How to Create Searchable Parameters

In a previous post, I wrote about how to create a custom dropdown using parameter actions and show/hide container buttons, as seen in my IronViz.

However, I got to thinking, the list of values that appears is LONG. Having them sorted greatest to least by number of locations certainly helps, but what if there is a specific value I want to find? How would I know where it is?

One of the drawbacks of parameters has always been that they do not provide a search function similar to filters. So, I decided to set out on the quest to figure out how to add one into my custom menu.

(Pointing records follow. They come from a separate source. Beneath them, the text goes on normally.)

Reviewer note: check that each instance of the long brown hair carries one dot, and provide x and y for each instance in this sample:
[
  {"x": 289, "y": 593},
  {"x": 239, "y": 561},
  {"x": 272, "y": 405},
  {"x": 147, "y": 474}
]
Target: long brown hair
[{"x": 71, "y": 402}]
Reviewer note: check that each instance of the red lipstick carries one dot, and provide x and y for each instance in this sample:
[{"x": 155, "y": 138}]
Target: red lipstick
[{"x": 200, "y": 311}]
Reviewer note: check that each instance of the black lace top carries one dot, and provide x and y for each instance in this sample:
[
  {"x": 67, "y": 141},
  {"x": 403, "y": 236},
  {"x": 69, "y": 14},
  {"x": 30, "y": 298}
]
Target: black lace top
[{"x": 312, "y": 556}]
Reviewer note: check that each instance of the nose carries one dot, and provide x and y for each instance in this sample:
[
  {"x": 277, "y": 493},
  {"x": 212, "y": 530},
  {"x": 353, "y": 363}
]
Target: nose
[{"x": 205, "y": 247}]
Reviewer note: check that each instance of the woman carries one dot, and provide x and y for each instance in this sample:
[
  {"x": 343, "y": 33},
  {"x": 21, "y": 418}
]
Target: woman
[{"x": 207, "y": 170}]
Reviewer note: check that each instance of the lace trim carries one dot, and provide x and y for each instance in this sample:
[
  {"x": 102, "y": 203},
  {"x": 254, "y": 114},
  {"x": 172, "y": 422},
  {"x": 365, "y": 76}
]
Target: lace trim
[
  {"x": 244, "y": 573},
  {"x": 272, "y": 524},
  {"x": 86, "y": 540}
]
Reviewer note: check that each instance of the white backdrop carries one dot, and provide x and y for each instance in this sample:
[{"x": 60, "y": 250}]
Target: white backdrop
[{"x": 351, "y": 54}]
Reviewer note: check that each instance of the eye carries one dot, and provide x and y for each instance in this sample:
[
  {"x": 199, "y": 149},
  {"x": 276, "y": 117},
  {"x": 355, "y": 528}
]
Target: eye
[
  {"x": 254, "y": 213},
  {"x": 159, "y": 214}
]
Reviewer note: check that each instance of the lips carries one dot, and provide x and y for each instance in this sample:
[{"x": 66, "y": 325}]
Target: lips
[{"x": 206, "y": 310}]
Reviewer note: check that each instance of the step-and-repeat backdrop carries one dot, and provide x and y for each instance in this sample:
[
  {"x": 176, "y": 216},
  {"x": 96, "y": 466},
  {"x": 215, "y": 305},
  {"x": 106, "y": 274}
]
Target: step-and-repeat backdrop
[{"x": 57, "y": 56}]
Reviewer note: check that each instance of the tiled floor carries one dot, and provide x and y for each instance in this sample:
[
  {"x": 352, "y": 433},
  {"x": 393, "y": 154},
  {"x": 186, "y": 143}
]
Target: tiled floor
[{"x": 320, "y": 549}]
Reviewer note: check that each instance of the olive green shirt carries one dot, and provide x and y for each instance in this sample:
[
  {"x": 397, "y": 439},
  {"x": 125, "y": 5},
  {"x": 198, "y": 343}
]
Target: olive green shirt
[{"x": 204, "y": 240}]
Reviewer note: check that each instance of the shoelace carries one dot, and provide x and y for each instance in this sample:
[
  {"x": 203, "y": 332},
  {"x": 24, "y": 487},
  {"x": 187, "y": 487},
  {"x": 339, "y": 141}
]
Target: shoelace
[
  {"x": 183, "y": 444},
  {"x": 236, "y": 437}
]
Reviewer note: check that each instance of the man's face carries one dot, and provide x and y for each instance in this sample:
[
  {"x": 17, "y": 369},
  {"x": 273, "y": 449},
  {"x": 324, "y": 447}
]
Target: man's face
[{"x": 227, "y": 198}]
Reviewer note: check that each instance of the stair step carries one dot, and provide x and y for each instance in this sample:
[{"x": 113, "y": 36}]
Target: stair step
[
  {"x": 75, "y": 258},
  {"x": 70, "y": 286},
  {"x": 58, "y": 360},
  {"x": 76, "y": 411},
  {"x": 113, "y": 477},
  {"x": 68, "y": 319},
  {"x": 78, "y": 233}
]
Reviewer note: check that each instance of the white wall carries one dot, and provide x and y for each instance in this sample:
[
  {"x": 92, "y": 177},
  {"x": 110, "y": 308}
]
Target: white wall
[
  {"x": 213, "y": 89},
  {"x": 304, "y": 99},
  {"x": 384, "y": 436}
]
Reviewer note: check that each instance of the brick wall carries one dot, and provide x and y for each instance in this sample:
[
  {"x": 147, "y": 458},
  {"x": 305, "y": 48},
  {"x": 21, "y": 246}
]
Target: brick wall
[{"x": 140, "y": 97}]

  1. Complete all steps here, as this is the starting point for this tutorial
  2. Create a new parameter called Search. Change the data type to string, the current value to nothing (just delete the text that is there), and the allowable values to all.
  3. Create a new calculated field called Search Filter. This will be used to filter the list of values that appear.
    CONTAINS([Product Name], [Search])
  4. Add the Search Filter calculation as a filter to the worksheet with the menu options (bar chart) and set it to true.
  5. Create a new worksheet. Either double click on the rows shelf and type in MIN(1) or create a calculated field with MIN(1) as the value. I prefer double clicking to add because it’s less clicks and the calculation won’t be added to the measures/dimensions shelf. However, either method works!
  6. Create a new calculated field called Clear that is just double quotes “”
  7. Change the mark type of the worksheet to shape. Change the shape to an “X” or some icon to represent clearing the search parameter. Then add clear to the detail mark. Finally, clean up the worksheet by changing the color of the X to grey, uncheck show header, hide tooltips, and remove zero lines/gridlines/dividers.
  8. Go to the dashboard and assemble it! I added the search parameter and X into a horizontal container and added it above the bar chart options. I then changed the background color to a light grey to match the bar chart and added outer padding to the top/bottom of the X in order to make it align with just the part of the parameter you type in (and not the title).
  9. The last step to make this work is to add a dashboard parameter action to make the X clear the parameter. Go to dashboard > actions > add actions > change parameter. Set the action to run on selecting of the X worksheet. We want to target the “Search” parameter and update it with the clear (which is empty text) calculation.

Done!

One thing worth noting – in order for the search to run, the user has to hit the enter key on their keyboard.